Selasa malam kemarin di ILC yang terkenal itu. Yang di-host- i bang Karni Ilyas dengan suara khas bindeng nya. Menjadi salah satu malam yang menarik. Sebenarnya topiknya tidak menarik-menarik amat. Wong hanya perbedaan dua kosa kata: ‘Tampang Boyolali vs Sontoloyo’.
Kosakata biasa yang mendadak luar biasa. Meminjam istilah salah satu acara televisi, dua kata itu mendadak ‘dangdut’. Goyang sana goyang sini, tarik sana tarik sini. Aseeekk.
Namun yang jadi menarik bukan karena kosa katanya. Karena orang yang mengucapkannya. Dua-duanya diucapkan oleh calon presiden. Yang satu calon sekaligus petahana, yang satunya lagi calon penantang.

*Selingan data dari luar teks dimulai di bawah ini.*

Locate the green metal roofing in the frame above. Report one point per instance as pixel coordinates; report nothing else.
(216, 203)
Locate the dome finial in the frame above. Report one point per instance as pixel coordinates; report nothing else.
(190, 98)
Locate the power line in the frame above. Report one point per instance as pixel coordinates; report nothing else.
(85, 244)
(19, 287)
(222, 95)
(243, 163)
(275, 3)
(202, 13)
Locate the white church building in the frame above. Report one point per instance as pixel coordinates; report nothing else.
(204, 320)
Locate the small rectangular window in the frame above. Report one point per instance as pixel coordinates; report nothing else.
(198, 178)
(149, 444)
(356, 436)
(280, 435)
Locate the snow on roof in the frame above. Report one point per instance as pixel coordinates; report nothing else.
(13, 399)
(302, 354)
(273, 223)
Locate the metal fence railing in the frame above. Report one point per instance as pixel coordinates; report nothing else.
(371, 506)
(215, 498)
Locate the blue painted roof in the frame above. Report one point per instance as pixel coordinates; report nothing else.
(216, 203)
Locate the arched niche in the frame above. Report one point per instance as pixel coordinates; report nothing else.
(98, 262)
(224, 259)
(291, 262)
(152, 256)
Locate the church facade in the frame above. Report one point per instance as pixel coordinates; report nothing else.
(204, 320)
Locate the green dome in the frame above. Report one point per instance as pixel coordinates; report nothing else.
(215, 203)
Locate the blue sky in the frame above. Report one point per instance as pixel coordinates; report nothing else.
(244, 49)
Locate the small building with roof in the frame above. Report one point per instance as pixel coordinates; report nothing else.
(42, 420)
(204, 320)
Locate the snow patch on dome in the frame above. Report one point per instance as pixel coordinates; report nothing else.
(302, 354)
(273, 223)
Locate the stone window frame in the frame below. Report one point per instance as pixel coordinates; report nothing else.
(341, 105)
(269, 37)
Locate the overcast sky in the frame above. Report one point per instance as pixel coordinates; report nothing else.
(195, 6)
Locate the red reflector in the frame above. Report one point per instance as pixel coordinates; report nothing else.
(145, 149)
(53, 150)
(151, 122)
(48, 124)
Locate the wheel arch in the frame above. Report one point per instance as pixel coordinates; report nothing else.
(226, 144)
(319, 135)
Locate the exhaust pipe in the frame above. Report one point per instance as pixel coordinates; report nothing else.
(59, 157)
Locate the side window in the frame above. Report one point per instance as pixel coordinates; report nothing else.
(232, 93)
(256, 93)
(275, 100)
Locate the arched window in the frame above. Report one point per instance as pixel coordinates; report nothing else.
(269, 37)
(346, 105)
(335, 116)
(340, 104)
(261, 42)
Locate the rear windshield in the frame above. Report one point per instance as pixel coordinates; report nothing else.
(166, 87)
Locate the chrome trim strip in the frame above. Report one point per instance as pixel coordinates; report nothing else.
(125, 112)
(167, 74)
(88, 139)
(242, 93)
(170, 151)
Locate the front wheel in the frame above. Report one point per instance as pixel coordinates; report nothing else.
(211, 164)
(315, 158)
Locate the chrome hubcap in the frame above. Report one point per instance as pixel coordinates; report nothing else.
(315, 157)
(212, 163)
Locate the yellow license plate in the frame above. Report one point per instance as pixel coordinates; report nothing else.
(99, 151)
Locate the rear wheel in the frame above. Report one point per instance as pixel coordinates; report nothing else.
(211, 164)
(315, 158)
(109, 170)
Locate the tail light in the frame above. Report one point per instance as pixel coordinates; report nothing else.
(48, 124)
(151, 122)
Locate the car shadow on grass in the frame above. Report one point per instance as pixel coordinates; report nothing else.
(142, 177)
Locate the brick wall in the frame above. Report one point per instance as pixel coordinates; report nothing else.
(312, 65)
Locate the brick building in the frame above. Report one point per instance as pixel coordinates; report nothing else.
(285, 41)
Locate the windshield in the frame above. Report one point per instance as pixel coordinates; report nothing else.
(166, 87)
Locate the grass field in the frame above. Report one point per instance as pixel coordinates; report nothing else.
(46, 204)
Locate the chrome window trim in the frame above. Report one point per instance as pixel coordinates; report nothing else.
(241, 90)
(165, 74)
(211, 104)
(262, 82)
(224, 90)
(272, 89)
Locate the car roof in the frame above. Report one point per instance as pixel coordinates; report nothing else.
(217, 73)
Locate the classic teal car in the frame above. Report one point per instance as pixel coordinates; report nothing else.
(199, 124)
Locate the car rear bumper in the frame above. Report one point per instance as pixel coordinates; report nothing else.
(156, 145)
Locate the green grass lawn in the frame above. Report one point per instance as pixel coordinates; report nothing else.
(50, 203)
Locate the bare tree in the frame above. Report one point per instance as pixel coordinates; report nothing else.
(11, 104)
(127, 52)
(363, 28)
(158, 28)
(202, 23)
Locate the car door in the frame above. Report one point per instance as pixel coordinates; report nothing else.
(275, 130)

Tentu saja sang petahana banyak mendapat dukungan, karena masih memiliki segudang kekuasaan. Para pendukungnya pun memuji habis kata-katanya. Anggota dewan memang sontoloyo, sergah pendukungnya.
Meski disebut sontoloyo namun ternyata anggota dewan tidak ada yang marah besar, tidak ada yang sampai mengeluarkan hardikan dan bahkan memuntahkan kata-kata tak pantas. Tidak kemudian mengerahkan massa pemilihnya untuk mendemo orang yang mengucapkan kata sontoloyo.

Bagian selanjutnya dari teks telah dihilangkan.